Glioblastoma multiforme is the most common primary brain tumor in adults; those with the disease have a poor prognosis and a median survival of less than two years. However, GBMs with mutations in isocitrate dehydrogenase (IDH) are associated with improved survival, and patients may benefit from maximal resection, including the nonenhancing tumor component. The challenge for clinicians is that IDH status is sometimes only available after resection.
In this presentation, Dr. Evan Calabrese, PhD, from the University of California, San Francisco, will describe how he and fellow researchers analyzed preoperative MR images from 13 patients with confirmed IDH-mutant GBMs and 99 patients with IDH-wild-type GBMs.

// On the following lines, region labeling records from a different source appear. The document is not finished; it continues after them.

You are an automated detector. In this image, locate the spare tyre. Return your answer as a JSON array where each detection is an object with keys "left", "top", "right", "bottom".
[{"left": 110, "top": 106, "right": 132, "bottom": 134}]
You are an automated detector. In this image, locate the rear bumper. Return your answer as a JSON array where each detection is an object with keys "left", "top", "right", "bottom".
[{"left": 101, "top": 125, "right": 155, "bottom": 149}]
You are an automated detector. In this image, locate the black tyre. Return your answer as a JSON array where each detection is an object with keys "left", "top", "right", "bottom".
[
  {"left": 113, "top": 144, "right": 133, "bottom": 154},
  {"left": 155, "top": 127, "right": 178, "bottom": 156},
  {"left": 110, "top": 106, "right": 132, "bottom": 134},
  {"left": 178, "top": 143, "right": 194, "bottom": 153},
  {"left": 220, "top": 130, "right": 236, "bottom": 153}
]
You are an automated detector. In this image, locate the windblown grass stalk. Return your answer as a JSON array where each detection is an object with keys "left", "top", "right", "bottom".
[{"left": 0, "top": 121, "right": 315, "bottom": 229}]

Their MRI protocol included T1-weighted, T2-weighted, fluid-attenuated inversion-recovery (FLAIR), postcontrast T1-weighted, and diffusion-tensor imaging (DTI).
They used a convolutional neural network-based deep-learning algorithm to generate automated volumetric segmentation of the three key GBM components that are visible on MRI: enhancing tumor core, nonenhancing tumor, and necrosis. They then compared tumor compartment volume fractions and DTI parameter values between the two GBM types.
IDH-mutant GBMs demonstrated significantly lower enhancing tumor fraction, compared with wild-type GBMs, as well as lower volume ratios of enhancing to nonenhancing tumor and enhancing tumor to necrosis. The findings support the theory that IDH-mutant GBMs are secondary GBMs that develop from lower-grade gliomas.
"Our work suggests that deep-learning based quantitative MR image analysis may be useful for distinguishing IDH-mutant GBMs on preoperative imaging," Calabrese and colleagues wrote in their abstract.